Tony award winning Leslie Odom, Jr. was almost not part of the Disney production. He was never contacted to join the cast until just before the production was to start. When Disney did give him an offer, it was a low ball offer. He told his agent he wanted pay parity with what Aaron Tveit made to do ‘Grease Live,’ a much larger sum of money. Disney decided to pay Odom what he was asking. In show business people of color and women are often hired for less money than white men unless they demand more for their work.https://www.cnn.com/2020/08/12/entertainment/hamilton-fair-pay/index.html
That is incredibly brave of Leslie Odom, Jr. to stand up for what was right — and it is outrageous that he had to do that in the first place. He should have been paid as the star he was.

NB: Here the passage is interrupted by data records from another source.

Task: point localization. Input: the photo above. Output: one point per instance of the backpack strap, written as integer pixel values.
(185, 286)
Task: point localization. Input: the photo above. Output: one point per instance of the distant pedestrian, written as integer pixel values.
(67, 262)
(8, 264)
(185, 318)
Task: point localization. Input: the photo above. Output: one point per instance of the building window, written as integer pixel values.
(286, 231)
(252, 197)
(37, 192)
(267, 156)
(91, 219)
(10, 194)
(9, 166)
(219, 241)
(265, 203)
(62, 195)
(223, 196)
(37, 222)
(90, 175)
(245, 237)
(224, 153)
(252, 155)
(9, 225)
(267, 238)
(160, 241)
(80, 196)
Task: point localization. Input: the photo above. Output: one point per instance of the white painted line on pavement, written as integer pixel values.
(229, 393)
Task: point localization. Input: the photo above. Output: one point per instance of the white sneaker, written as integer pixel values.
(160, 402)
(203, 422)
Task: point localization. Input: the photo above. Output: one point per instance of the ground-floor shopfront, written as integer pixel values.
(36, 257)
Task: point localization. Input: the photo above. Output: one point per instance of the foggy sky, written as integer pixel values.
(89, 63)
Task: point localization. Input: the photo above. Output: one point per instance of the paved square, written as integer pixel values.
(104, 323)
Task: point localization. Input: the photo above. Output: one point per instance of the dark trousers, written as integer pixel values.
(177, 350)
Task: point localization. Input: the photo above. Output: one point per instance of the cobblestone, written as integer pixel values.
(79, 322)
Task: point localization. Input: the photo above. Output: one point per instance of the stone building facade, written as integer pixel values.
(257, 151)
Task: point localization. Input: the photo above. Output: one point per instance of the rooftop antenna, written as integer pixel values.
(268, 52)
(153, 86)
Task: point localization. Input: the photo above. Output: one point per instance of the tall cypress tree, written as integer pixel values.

I happened to see Hamilton before the hype when the tickets were still easily available at the regular price (which was still expensive, but worth it!). I didn’t know much about it, and Leslie Odom, Jr. was absolutely amazing and his performance was the very best thing about a show that had so many incredible performances. I was rooting for him to win the Tony, which he richly deserved. So I was really looking forward to watching the film performance with the original cast. But I was disappointed that Odom did not seem at his best. He was still very good, but when I saw him on stage he was electrifying and I couldn’t figure out why he wouldn’t be at his best when it was a performance that would be recorded as a permanent record. I actually assumed Odom was feeling slightly under the weather during the 2 days the performances were filmed, but reading this makes me wonder if his having to fight and expend so much energy to simply get what he was rightfully due impacted his performance just a little.
I wish there was a permanent record of Odom at his best — luckily, there are some clips of him performing some of the songs in other venues. He was still great in the film, but even better in his performances.
It was adapted to the screen. The Broadway play contains three f-bombs, but Disney allows no more than two (because apparently children won’t learn to swear only hearing it twice?), so they deleted one.
This play is nearly perfect. The Native American elephant is still in the room, however.
I have watched it 4 times, and have the soundtrack playing all the time. Even my husband, who is not a fan of musicals, thought it was fantastic.
I love that it makes history relevant and meaningful.